What message is this Methodist church sending by devoting a full service to praying for Patrick Mahomes ankle? What message do parents send to their children and to the culture when they skip a Sunday service to play whatever sport? What they are subtly saying to the culture is that Christians do not take church seriously. And, if Christians don’t take church seriously, why on earth should the world? Parents are doing the same thing, except even worse. They are training their children that there are a multitude of things more important than being in church. This is not to say that a sporting event might not take precedence over an extra-Biblical focused activity from the church (such as a youth game night). However, even worse, the children will likely view this as hypocritical, which is perhaps the biggest turn off to Christianity any young person can have.

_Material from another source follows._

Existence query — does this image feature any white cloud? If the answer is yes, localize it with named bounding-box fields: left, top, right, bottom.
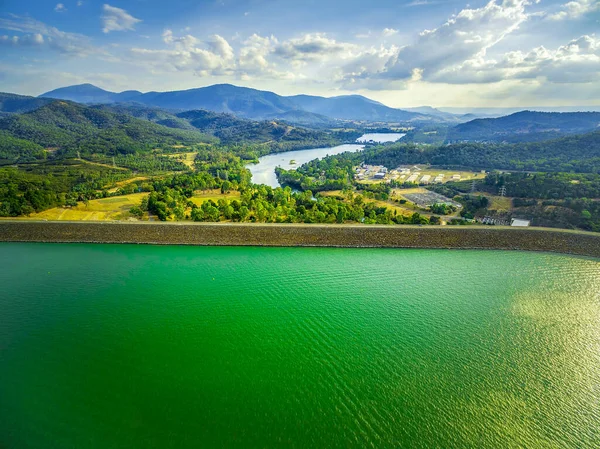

Unfortunately, even in our solid churches, we often overemphasize sports. Consider the latest youth event for your church. Did it include some form of sports like basketball, volleyball, dodgeball and so on? Or perhaps some form of goofy team competition? How long was spent on that? Now how long was spent on the teaching of the Word of God? You see the dilemma I trust. Sports and team games are a great draw for a certain brand of kid. However, often quieter, more bookish students, are left behind in the race to have “fun”. Even more often, the Scriptures are made subordinate to the pursuit of “fun”.
The church has failed. In pursuing sports and fun, we have left the teachings of Scripture behind. The result has been blatant Scriptural illiteracy within the church and a sense within the culture that Christianity is shallow and empty. True Christianity has depth and meaning, and has the answers the dying world desperately needs. By our obsession with sports, we have obscured the truth of Scripture from the lost. It needs to stop. Sports have a place but should never take the place of the clear teaching of Scripture.
I have no problem with them praying for his ankle, but does, like you say, does it really merit a whole service? I mean really? What is so special about Mahomes’ ankle that he gets a whole service? Do they stop and have a prayer for healing service for every member of their congregation who gets sick or is injured? They have turned this football player into an idol.
Precisely. Though I’d argue the sport itself has become their idol, rather than Mahomes because if Mahomes was in another sport or another team, they would not be praying for him. Basically, they’d be praying for whoever the Chiefs quarterback was if he got hurt. So their idol is not the quarterback himself, he’s just a manifestation of their idolatry.